6 Ways to Make a Metre Matter
Find out how you can join our campaign to Make a Metre Matter. Get inspiration for ways to transform a metre of your garden for the benefit of the planet
Join us and transform a metre of outdoor space for the good of the planet this year – it’s all part of our 2025 campaign to Make a Metre Matter. Whether you have an urban courtyard, balcony, country plot or a community space at your fingertips, you can transform a metre of outdoor space as part of our 2025 campaign to Make a Metre Matter. Making the most of one dedicated metre can have an impact – and the more of us that get on board, the more of a difference we can make.
Register your metre
Register your metre here, to be entered into our prize draw and you could win a share of £2,000 of vouchers for online plant retailer Crocus, and get a 20% discount at Crocus. Submit a video about how you plan to transform your metre here, for the chance to see it featured on Gardeners' World TV.There are lots of ways you can make a meaningful difference, including growing plants for caterpillars and pollinators, growing your own fruit and vegetables to cut down a little on food miles, and creating a compost heap to boost your soil and help improve biodiversity. It really is all possible in just one metre.
How you can Make a Metre Matter
Grow a pollinator patch

One of the simplest and most effective ways to help our wildlife is to grow a pollinator-friendly border.
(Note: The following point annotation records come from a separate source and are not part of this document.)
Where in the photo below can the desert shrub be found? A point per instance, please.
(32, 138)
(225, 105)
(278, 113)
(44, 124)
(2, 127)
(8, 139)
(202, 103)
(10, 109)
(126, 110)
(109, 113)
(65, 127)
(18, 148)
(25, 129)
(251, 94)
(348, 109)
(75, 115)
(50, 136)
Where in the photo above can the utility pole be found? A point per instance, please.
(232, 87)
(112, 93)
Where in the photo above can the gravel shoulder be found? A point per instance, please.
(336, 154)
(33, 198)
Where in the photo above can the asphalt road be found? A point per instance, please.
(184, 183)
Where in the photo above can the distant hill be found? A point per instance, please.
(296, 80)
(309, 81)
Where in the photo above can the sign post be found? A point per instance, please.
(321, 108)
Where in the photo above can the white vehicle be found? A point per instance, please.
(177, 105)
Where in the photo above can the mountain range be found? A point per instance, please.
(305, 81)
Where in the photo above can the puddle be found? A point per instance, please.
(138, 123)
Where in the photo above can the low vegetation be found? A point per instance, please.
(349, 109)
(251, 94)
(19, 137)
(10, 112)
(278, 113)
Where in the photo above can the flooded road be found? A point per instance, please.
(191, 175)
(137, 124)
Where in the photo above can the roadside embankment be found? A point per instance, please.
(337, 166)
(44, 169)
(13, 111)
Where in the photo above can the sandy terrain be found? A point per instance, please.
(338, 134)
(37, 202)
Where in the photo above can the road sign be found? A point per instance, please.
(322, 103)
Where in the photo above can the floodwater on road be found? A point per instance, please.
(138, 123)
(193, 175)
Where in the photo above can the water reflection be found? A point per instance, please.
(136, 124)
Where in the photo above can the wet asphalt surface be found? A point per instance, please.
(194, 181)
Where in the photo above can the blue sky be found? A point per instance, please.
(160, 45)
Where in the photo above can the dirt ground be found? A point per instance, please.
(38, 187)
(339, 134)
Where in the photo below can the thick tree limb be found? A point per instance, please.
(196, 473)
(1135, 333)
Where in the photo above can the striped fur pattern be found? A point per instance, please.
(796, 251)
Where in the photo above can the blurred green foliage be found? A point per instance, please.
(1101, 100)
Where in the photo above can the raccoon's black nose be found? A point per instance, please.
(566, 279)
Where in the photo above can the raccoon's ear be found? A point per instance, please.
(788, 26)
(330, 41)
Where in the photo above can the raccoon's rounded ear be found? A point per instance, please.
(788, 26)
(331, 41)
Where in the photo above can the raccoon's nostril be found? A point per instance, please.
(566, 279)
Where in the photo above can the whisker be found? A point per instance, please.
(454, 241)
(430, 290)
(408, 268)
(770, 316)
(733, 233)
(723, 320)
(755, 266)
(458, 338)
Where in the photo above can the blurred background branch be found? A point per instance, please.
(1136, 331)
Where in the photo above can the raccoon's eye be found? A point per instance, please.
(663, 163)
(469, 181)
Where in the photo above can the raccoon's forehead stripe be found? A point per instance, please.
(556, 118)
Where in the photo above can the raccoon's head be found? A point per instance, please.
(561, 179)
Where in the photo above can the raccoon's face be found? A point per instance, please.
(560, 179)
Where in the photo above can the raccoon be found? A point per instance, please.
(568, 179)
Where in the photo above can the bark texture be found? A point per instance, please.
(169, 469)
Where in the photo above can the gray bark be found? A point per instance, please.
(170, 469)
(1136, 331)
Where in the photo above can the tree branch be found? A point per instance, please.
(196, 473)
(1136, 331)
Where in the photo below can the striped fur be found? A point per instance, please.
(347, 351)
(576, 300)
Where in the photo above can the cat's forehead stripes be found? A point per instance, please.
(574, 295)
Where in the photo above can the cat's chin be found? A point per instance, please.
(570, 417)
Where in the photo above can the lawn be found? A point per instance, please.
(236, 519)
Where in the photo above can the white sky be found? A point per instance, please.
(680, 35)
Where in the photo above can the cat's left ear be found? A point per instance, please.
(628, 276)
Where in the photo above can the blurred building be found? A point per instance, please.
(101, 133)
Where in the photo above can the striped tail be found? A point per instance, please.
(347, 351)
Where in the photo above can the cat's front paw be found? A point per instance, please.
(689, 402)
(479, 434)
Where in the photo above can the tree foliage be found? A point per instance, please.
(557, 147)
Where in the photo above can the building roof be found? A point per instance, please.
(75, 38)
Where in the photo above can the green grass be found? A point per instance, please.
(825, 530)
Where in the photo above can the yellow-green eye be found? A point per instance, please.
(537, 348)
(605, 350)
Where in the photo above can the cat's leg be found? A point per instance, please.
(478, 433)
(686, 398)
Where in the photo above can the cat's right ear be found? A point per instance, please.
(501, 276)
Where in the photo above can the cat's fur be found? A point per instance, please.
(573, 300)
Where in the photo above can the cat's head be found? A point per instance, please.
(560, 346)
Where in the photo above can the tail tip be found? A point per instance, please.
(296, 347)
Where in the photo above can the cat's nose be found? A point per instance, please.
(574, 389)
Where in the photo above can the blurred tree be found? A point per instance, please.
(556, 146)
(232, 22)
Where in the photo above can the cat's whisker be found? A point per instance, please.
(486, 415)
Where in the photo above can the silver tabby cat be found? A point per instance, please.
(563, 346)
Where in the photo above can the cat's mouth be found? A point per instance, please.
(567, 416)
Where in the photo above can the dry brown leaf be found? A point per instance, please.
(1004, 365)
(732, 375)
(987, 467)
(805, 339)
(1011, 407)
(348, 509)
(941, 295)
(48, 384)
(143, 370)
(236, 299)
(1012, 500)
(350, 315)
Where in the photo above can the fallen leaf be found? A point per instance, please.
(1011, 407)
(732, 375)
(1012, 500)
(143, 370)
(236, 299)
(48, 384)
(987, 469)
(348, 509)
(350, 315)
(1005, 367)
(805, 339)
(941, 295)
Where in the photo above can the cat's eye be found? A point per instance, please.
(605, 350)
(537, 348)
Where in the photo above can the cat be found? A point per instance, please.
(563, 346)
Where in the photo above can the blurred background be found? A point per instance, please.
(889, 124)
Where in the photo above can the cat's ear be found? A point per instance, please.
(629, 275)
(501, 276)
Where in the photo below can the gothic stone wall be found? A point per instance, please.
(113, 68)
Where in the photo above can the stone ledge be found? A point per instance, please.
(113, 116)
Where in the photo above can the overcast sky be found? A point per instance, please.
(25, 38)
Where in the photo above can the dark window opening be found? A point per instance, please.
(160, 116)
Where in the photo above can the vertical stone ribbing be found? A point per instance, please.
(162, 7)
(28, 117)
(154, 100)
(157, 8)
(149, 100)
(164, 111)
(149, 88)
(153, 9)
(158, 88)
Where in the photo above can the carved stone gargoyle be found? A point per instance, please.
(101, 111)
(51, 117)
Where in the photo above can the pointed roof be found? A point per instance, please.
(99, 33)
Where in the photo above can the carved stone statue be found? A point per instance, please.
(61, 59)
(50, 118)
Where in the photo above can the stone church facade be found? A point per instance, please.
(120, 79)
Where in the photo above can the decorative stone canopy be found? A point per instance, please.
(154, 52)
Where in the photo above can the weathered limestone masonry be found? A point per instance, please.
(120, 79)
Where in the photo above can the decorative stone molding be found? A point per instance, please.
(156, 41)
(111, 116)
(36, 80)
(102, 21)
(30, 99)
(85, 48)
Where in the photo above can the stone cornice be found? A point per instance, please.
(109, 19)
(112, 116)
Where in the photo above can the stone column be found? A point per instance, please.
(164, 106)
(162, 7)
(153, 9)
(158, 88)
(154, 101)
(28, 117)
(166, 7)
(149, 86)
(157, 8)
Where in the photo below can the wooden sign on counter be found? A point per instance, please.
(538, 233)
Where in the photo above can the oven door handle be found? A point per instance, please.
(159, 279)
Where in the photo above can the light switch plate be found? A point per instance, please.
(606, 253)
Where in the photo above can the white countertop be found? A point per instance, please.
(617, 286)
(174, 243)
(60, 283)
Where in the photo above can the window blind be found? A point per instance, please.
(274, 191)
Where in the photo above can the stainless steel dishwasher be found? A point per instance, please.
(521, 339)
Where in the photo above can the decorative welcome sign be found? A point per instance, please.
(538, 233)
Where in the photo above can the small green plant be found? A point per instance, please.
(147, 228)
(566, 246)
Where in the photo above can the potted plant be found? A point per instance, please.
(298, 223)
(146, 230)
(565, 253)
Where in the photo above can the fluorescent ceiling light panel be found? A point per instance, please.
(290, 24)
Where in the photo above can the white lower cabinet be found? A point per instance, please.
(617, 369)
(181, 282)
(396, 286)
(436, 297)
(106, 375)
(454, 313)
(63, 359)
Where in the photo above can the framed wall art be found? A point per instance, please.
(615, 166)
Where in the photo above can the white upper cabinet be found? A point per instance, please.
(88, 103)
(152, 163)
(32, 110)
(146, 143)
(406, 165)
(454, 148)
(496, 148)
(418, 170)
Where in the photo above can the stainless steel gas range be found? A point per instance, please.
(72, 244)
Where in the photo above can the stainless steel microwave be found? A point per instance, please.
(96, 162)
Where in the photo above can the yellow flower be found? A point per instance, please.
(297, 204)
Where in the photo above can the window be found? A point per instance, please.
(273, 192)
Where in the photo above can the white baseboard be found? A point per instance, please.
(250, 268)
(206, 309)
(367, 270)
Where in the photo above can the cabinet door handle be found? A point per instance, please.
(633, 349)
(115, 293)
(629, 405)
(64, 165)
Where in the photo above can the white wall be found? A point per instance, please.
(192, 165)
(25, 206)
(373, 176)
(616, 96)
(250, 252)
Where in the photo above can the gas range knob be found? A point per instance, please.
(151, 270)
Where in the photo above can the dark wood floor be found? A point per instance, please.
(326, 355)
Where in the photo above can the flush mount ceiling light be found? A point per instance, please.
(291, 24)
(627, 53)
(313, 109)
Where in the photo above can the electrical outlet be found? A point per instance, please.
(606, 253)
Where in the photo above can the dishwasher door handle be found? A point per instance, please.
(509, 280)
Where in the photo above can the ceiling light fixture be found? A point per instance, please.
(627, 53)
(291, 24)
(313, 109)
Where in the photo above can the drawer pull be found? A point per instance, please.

As well as pollinating our crops, these insects (and their larvae) provide a vital source of food for birds, mammals and other animals. When we plant for pollinators, we tend to think of bees and butterflies, but it’s important to cater for as wide a range of pollinating insects as possible including hoverflies, wasps, flower beetles and moths.
Enjoy homegrown harvests

Growing your own can reduce your food miles and carbon footprint, while also supporting wildlife in your garden. The key to growing eco-friendly crops is to use resources such as water, sunlight and soil as effectively as possible, and to opt for natural, biodegradable or recycled products. If you grow different vegetables close together in a small space, the increased diversity helps deter troublesome insects and improves the health of the soil. And if you grow in a raised bed, you’ll benefit from some protection from floods and waterlogging, and warmer growing conditions in spring. So even in a small garden, if you choose space-saving veg, you can enjoy healthy homegrown veg throughout the summer and beyond.
Make a pond

You can’t do better than a wildlife pond if you want to create a fantastic habitat for nature in your garden. All life needs access to water and even a pond in a pot can attract amphibians, birds and invertebrates. Fill your pond with native aquatic plants to provide places for creatures to lay eggs, find shade and hide from predators. Once your local wildlife finds the water, you’ll be able to sit and watch natural wonders like dragonfly nymphs climbing up plant stems before emerging from their nymphal skins, frogs mating, dragonflies laying eggs and backswimmers paddling upside down beneath the surface of the water.
Save £££s on salads

Growing your own salad is an easy way to reduce your carbon footprint, with the added bonus that it can save you money on your weekly shop. Bagged salad leaves are a popular choice at the supermarket, but they often come with a high environmental price tag. You don’t even need a large garden to grow salad – a one-metre patch can produce an amazing array of tasty leaves year-round without the need for synthetic chemicals, peat or plastic packaging. And, if you start now, you can be harvesting your first fresh salad leaves in as little as four weeks.
Create a wildlife habitat haven

Across the UK, our gardens contain around 3 million ponds and 30 million trees, so they have enormous potential to provide homes and habitats for local wildlife. You don’t need a huge pond or mature trees to provide shelter, nest sites and places for wildlife to feed in your garden. Even the smallest plot can provide a series of micro-habitats. What’s more, if we work together with others in our local area, we can create networks of wildlife-friendly gardens that work like community nature reserves. You can do your bit to support beneficial creatures by using a metre of space for a dead wood habitat, stumpery, hoverfly lagoon or a hibernaculum for frogs.
Get composting

Boost your soil health and provide a habitat for wildlife by making your own garden compost. It’s easy to do and all you need for a thriving compost heap is a square metre of space. You can buy a compost bin or make your own. Composting cuts down on the carbon cost of transporting waste and avoids the need to transport and buy peat-based growing media, collected at the expense of vital carbon-storing habitats. Garden compost also makes a great mulch for beds and borders, which improves the health of your plants, conserves water and provides habitats for wildlife.